This blog is intended to go along with Population: An Introduction to Concepts and Issues, by John R. Weeks, published by Cengage Learning. The latest edition is the 13th (it will be out in January 2020), but this blog is meant to complement any edition of the book by showing the way in which demographic issues are regularly in the news.

You can download an iPhone app for the 13th edition from the App Store (search for Weeks Population).

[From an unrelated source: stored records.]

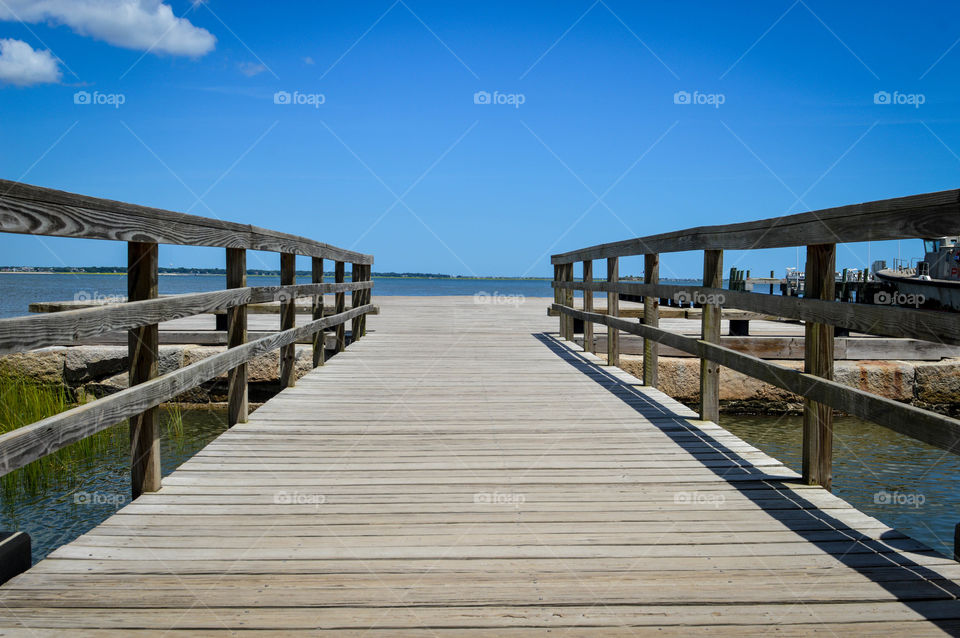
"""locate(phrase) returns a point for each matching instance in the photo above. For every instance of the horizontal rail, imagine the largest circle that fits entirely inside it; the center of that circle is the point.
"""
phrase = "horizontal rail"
(26, 444)
(28, 333)
(43, 211)
(932, 428)
(927, 215)
(892, 321)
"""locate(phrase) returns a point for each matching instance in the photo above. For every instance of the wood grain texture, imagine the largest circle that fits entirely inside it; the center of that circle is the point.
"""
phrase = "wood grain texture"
(143, 352)
(460, 471)
(19, 447)
(613, 309)
(651, 317)
(288, 319)
(340, 302)
(936, 429)
(237, 391)
(710, 333)
(818, 360)
(34, 210)
(320, 337)
(926, 215)
(20, 334)
(588, 339)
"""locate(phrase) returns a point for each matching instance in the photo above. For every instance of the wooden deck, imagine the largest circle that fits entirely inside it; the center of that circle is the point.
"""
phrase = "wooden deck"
(460, 471)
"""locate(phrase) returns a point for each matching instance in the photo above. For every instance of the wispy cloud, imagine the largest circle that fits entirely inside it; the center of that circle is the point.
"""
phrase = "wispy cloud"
(22, 65)
(143, 25)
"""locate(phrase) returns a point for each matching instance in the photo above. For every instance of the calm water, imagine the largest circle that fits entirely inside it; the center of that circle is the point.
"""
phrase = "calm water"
(917, 484)
(906, 484)
(59, 515)
(18, 291)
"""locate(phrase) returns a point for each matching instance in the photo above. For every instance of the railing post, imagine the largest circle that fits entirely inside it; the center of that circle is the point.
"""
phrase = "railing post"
(613, 310)
(365, 296)
(143, 346)
(340, 304)
(651, 317)
(710, 332)
(319, 337)
(356, 271)
(818, 360)
(558, 294)
(237, 403)
(288, 319)
(566, 298)
(588, 307)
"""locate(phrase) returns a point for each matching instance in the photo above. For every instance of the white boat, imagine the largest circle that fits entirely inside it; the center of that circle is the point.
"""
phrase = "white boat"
(934, 282)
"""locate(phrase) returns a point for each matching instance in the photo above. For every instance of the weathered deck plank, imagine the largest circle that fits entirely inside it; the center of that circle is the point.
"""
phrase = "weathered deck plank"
(460, 472)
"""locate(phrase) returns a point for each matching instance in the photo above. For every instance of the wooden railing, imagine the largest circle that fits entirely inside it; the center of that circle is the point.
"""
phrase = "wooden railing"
(920, 216)
(41, 211)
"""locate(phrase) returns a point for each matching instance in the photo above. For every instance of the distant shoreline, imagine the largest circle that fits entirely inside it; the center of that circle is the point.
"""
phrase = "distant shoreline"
(277, 274)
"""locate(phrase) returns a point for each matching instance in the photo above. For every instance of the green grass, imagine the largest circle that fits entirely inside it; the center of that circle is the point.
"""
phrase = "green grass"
(24, 401)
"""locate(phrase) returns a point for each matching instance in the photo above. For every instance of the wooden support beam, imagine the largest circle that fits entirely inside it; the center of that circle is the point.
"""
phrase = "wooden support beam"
(143, 348)
(651, 317)
(710, 332)
(340, 303)
(237, 401)
(319, 338)
(820, 283)
(365, 297)
(613, 310)
(288, 319)
(558, 297)
(588, 307)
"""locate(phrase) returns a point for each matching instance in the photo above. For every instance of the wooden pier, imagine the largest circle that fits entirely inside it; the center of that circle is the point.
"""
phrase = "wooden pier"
(463, 468)
(460, 470)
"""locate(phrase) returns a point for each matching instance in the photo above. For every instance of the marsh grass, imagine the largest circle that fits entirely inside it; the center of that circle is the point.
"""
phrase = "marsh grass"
(24, 401)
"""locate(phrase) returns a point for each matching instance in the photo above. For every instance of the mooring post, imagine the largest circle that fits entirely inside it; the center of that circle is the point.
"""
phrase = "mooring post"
(340, 304)
(820, 283)
(613, 310)
(651, 317)
(710, 332)
(288, 319)
(588, 307)
(237, 401)
(143, 349)
(319, 337)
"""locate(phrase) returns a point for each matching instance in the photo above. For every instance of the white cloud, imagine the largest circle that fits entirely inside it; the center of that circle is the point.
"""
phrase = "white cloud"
(20, 64)
(145, 25)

If you are a user of my textbook and would like to suggest a blog post idea, please email me at: john.weeks@sdsu.edu

Friday, January 2, 2015

Can Women Save Japan?

Thanks to Justin Stoler for pointing me to a story on NPR yesterday highlighting Japan's drop in population size last year:
The figures released by the country's health ministry showed that the estimated number of people who died in 2014 was 1,269,000, about 1,000 above the previous year. The number of births was 1,001,000, down about 29,000 from 2013. The total population declined by a record 268,000. 
Japan's aging and shrinking population has been a concern since the 1970s, when the number of newborn babies hit more than 2 million annually. The figure dropped below 1.5 million in 1984 and below 1.1 million in 2005...Those 65 and over are expected to make up nearly 40 percent of the population in 2060. That could mean tough economic times for the world's No. 3 economy.
Japan was the first Asian nation to industrialize--starting back in the 19th century--and it used the demographic dividend of a rapid drop in the birth rate after its military defeat in WWII to become a world economic superpower. But fertility has been below replacement level since the mid-1970s because traditional attitudes make it very difficult for women to have a family and a career, and women have often chosen the latter over the former. As today's NYTimes reports, Prime Minister Shinzo Abe is trying to change this by, among other things, making day care more available for working mothers. 
In a country where juggling work and family has long been especially difficult, Mr. Abe has pledged to ease the way for women like Ms. Kitajima, with more state-funded child care and other measures to foster “a society where all women shine.” Tackling the nation’s shrinking population and declining labor force by encouraging working women is part of his broader effort to re-energize the economy, which is looking especially unsteady after Japan unexpectedly fell into a recession last quarter.
The article notes that these reforms face a lot of opposition in a society that is still very tied to the idea that men make the money and women make the babies. Indeed, clinging to traditional ideas of society is also the reason why Japan's demography is not influenced by immigration--foreigners are largely kept out in order to preserve the old racial/ethnic/cultural order. As Dr. Phil used to famously say: "How's that working for you?"